Acompañaron musicalmente el ritual, un terceto formado a la guitarra por José Manuel García y dos voces femeninas que entonaron cantos litúrgicos con aroma rociero. Rafael vistió traje campero con adornos propios de tan señalado acto y la novia hermoso traje blanco con larga cola y tocado.

La homilía adquirió matices emotivos al recordar al padre del novio, Ángel, fallecido hace tres años. Y fue la novia quién sintiendo la emotividad del momento ofreció una copla bien entonada y sentida a su ya marido.

Servido el ágape en una especial y bien decorada y acogedora carpa en el Pórtico Real, el banquete de alto nivel, variado y delicioso en su componenda, fue desguatado por más de doscientas personas. Después un fin de fiesta, largo, ameno y musical y poético. Intervención folklórica de Estela, mostrando un arte inmenso en el baile dedicado a su pareja, quién se marcó algunos pasos y compuso la figura torera que le acredita. Después diversas intervenciones y la fiesta continuó.

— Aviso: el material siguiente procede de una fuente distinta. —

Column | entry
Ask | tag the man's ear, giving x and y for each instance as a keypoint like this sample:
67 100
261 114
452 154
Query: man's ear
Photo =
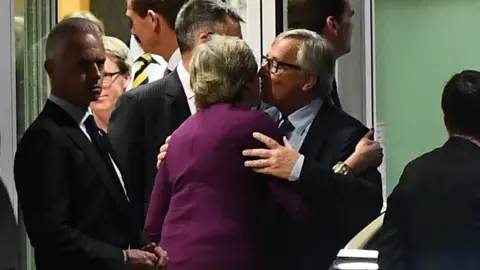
332 25
311 81
203 37
155 20
49 66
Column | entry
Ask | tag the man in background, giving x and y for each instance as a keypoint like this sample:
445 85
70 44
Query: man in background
144 117
432 220
153 38
74 201
332 19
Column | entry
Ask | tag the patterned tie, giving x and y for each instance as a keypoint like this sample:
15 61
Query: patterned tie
286 127
101 145
141 76
166 72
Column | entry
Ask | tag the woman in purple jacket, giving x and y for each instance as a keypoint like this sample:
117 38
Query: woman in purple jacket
206 206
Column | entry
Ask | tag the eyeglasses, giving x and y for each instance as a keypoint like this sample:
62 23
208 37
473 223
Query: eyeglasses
109 78
273 65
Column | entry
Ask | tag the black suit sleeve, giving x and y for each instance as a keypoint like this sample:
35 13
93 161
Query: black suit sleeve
357 198
42 179
125 132
390 239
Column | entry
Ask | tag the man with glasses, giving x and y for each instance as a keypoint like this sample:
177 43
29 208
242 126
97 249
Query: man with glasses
328 156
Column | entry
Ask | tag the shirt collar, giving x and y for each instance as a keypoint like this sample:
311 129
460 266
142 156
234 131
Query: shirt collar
185 80
78 115
302 117
175 59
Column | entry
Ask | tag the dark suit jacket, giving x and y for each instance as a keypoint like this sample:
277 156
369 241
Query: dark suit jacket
343 205
206 206
433 215
76 215
143 118
9 232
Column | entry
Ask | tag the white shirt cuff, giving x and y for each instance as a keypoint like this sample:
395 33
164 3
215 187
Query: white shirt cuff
297 169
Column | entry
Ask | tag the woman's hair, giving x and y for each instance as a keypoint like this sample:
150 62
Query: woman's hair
87 15
220 70
119 51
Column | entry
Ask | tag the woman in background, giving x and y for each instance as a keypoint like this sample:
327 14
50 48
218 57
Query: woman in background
206 207
115 80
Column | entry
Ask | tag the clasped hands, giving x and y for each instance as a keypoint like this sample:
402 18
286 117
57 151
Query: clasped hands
150 257
279 160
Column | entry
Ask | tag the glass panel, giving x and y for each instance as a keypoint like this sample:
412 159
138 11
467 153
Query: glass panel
32 81
33 21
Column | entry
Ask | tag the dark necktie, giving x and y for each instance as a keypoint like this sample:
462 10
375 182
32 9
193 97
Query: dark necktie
166 72
140 76
334 95
285 127
101 145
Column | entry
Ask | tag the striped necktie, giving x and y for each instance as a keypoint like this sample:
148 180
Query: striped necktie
141 77
286 127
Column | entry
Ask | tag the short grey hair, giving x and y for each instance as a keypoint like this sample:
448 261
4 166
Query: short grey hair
201 15
87 15
64 31
220 69
117 49
315 55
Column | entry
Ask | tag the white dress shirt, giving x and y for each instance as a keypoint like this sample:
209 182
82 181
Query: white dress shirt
301 120
79 116
156 69
185 80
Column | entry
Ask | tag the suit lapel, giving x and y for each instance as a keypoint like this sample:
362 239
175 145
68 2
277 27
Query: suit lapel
81 141
176 104
319 130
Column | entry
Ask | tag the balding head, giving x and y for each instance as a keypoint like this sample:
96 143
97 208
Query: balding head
75 58
64 32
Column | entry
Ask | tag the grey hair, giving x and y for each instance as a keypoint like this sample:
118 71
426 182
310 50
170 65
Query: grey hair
220 69
87 15
66 29
118 50
315 55
201 15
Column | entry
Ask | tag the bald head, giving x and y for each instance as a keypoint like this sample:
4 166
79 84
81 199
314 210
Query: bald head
65 31
75 59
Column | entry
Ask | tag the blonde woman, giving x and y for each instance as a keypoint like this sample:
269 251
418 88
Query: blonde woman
206 207
115 80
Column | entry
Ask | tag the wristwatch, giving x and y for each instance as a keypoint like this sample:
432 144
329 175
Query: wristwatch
341 168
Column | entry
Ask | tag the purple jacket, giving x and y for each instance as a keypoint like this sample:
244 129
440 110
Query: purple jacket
206 207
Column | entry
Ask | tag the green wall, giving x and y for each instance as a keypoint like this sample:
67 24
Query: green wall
420 44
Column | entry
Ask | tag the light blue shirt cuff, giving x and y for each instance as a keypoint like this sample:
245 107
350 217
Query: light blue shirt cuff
297 169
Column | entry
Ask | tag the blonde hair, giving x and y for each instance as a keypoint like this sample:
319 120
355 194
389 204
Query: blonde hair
118 50
89 16
220 70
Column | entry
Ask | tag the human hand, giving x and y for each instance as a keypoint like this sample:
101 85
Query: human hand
163 152
368 153
277 160
140 259
160 253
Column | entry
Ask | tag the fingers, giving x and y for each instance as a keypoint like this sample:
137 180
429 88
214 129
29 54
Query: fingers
160 158
370 134
262 153
260 163
287 143
164 148
150 258
269 142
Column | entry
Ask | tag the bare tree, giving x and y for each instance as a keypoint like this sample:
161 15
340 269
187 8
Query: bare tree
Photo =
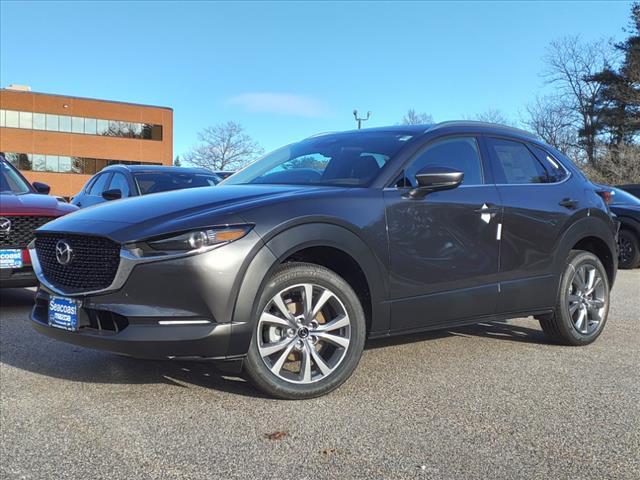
493 116
571 66
414 118
224 147
550 119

Hubo asistencia taurina que detallamos: los matadores de toros Andrés Hernando, Joselito de Vega y Javier Herrero, los toreros de plata Jesús Granados, Alberto Román, Miguel Ángel Fernández, José Antonio Fernández, David Adalid y Jesús López ‘Chuso’, el mozo de espadas Jaime Rubio y el ganadero de bravo Pepe Álvarez.

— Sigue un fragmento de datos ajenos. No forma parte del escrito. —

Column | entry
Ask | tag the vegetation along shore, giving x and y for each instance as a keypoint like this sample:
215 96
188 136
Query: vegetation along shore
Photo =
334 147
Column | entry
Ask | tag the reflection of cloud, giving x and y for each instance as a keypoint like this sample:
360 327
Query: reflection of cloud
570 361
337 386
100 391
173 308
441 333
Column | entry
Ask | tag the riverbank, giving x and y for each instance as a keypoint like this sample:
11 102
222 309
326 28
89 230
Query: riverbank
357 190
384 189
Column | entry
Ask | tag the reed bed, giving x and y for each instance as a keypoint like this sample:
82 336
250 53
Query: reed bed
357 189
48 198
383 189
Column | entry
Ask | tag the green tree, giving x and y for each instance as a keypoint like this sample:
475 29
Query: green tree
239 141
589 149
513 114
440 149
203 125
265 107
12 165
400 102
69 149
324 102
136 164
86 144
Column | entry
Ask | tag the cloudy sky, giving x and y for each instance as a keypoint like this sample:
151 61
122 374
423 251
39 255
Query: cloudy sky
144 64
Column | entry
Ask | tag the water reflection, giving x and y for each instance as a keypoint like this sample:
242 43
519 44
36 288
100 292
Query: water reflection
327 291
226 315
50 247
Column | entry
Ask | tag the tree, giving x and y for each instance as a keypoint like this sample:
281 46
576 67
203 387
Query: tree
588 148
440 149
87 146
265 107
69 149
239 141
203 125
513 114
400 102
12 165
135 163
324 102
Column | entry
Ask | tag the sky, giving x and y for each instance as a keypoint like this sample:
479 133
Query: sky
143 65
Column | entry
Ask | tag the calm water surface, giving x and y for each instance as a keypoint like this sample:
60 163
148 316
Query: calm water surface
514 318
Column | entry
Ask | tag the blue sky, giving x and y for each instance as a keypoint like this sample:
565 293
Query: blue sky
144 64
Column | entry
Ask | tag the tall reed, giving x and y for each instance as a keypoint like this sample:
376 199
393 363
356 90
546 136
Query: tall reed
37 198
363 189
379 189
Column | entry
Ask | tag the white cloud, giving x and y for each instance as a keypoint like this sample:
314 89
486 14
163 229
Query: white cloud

BRINDIS, COPLAS Y AMBIENTE. De todo gratificante. Fue una boda ciertamente relevante con aspectos muy de nuestro tiempo, mucha gente joven que disfrutó de forma imperiosa, y gente veterana que aportó situaciones gratificantes por sus recuerdos y añoranzas, sobre todo hacia Ángel, padre de tres toreros y aficionado recalcitrante a quién se recordó en todo momento y con alto grado sentimental.

El folklore y la torería fueron patrimonio de este enlace matrimonial que dejará recuerdos muy gratos y absorbentes en lo íntimo y personal. Felicidades a la nueva pareja.